The four major championships are the pinnacle of the sport and they bring together the best players. Many years ago Greg Norman proposed a world tour but the concept did not get off the ground. However, it did lead to World Golf Championship events that aimed to pit the best players against each other more often. McIlroy has identified that he must play against the best players in the world to win more majors. His loyalty to Europe is not as important as his major championship ambitions. By focusing on the PGA Tour as the rules stand he can’t captain Europe’s Ryder Cup team.
Professional golf is always evolving but television viewers want to see the best players in competition. The subplot to last season was the form of Tiger Woods but he can’t sustain interest in golf on his own. There are no dominant individuals just now so more tournaments that involve the best US and European players is the way forward.

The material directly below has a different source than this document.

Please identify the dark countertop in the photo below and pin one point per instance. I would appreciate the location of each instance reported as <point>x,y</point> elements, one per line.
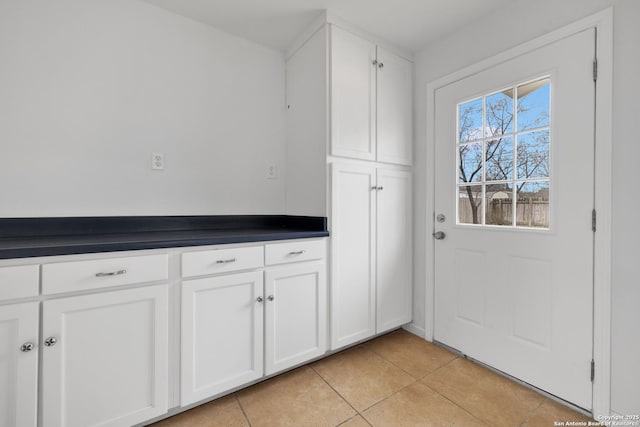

Jason Day is the only player in the top 20 from other parts of the world. Eight golfers in the top 50 in the standings were not born in Europe or the States. The top 10 is made up of six Americans and four Europeans.
The highest viewing figures are in the US and Europe and that will attract the advertisers and sponsors. The new world tour would include the majors and WGC events and in theory the 10 biggest tournaments from the two main tours. The second tier events would form a secondary tour and there could be promotion and relegation based on world rankings. Even though the favourite for this year’s Hong Kong Open is the 2018 Masters champion it would be a second tier event. Tommy Fleetwood has also entered the first counting event for the Race to Dubai.
The tournament has been on the European Tour schedule since 2002 and it has always been played at the Hong Kong Golf Club in Fanling. It’s a short course on which accuracy is more important than power. However, a player with a hot putter can contend. Low rounds are possible so this is a catch up track on which players can make up ground quickly. At 6,700 the course is short by modern standards. There are only two par 5s and the last five holes are par 4s at less than 430 yards in length. Wade Ormsby from Australia is the defending champion.
Fleetwood and Rafa Cabrera Bello finished in the top 10 last year so can handle the course and are respected. Lucas Bjerregaard has the greens in regulation stats to contend this week but hitting enough fairways could be an issue. Sam Horsfield is a potential winner in Europe this season but he is more suited to longer courses where driving distance is more important than driving accuracy Miguel Angel Jimenez from Spain has by far the best course form with four wins in the event but winning may be beyond the veteran this year. His compatriot, Sergio Garcia, has the best skills’ profile and decent accuracy numbers last season so he is the player to back.